Observé un leve arañazo en su mano,
me abalancé presto por un instinto salvaje, como un león hacia su presa, veloz
y brutal. Mordí su mano y bebí sangre, de rodillas en el suelo, mientras
Desmond me acariciaba el cabello, era su animal de compañía, era peor que una
hiena salvaje...
Si al menos hubiera tenido el
consuelo del sueño, de poder dormir, pero yo pertenecía a esa raza de vampiros
que jamás duermen, así que estaba obligado a vivir intensamente cada segundo
del día...nadie me envidiaría si se sintiera tan mal como lo hacia yo, deseaba
morir cada instante que no tenía cerca una gota de sangre, lamía hasta las
gotas miserables que caían del suelo. No sentía vergüenza, ni humillación,
cuando me veía deslizando mi lengua por la dura superficie, o chupando las
manchas rojas de mi ropa.
Cada gota, por minúscula que fuera,
sobre la lengua de los vampiros, es como el orgasmo más profundo, intenso,
multiplicado infinitas veces, aunque dura tan solo varios segundos. Mi única
obsesión, era imaginarme dentro de una gran balsa de sangre roja, donde viviría
para siempre, hasta que mi piel fuera tintada carmesí y se apagaran estos
ardientes deseos de sangre humana.

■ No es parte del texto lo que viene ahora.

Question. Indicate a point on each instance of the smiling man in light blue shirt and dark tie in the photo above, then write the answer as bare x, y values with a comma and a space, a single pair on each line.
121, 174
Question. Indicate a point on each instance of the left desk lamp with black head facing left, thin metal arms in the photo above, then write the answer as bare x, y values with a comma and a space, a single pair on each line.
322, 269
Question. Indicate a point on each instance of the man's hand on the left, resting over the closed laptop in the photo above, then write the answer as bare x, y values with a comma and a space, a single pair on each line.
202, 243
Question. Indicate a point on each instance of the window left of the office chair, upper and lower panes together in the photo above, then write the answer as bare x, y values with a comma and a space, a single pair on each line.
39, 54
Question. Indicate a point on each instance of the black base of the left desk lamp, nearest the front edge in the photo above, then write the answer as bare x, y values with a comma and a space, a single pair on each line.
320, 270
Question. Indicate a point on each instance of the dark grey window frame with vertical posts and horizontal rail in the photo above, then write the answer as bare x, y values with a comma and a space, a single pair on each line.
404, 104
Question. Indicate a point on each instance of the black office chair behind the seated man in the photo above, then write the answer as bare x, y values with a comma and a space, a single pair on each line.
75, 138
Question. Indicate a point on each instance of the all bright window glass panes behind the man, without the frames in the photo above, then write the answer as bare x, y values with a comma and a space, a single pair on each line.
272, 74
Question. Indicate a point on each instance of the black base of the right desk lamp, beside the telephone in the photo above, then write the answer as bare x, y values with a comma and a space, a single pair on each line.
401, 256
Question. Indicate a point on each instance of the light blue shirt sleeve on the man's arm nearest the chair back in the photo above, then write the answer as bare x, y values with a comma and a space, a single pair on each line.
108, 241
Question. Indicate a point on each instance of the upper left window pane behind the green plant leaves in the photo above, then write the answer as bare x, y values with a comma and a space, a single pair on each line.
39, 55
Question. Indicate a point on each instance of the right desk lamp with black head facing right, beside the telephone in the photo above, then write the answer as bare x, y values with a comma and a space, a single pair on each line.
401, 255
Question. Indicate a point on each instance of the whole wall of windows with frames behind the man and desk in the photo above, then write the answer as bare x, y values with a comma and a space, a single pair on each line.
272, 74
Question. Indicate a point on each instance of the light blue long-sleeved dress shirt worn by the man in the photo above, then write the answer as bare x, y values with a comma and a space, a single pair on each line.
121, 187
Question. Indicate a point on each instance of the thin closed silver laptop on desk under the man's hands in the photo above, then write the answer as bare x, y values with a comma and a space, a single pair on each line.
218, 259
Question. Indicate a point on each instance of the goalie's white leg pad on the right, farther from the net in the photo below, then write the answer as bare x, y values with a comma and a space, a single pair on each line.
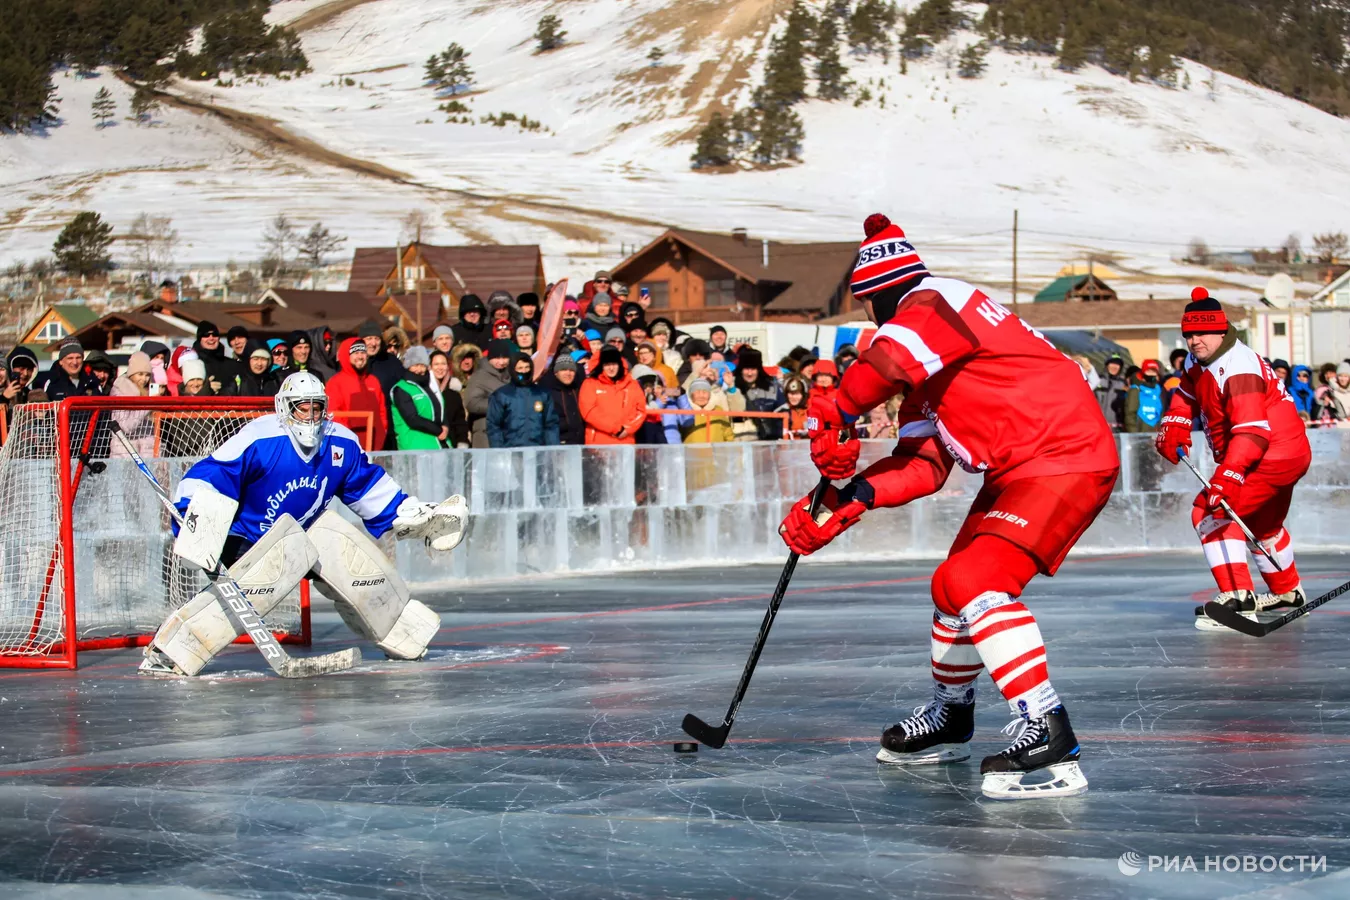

A
veces me sorprendía a mí mismo en mi delirio, maquinando la manera de llevar a
cabo esta hazaña, sería mi paraíso particular y jamás dejaría a ningún vampiro
que entrara en mis dominios.
Me
había vuelto un vampiro demente y aquello a Desmond, le parecía agradable y
natural, pues para él, nuestra maldad no estaba juzgada desde el punto de vista
acertado, pues teníamos que sobrevivir, si tan negativos éramos para la raza
humana, ¿por qué habíamos sido creados?...o mejor dicho, por qué éste Dios que
predicaban tan justo nos permitía subsistir. Yo tenía una hipótesis clara al
respecto...había sido ateo toda mi vida mortal, pero había recurrido a Dios en
algunas ocasiones desesperadas. Ahora sabía que no existía, no era que me había
abandonado o desoído mis plegarias, no, nadie velaba por nosotros.
Los
vampiros éramos predadores fruto de la evolución, como habían nacido tiburones,
lobos, o sanguijuelas...nosotros éramos iguales...súper depredadores de los
predadores humanos. Rompíamos en secreto su dominio en lo alto de la cúspide,
nosotros volábamos por encima de ellos, acechándoles como buitres. Por si esto
fuera poco, encima se negaban a creer que nuestra existencia era más que
leyendas de un pueblo supersticioso.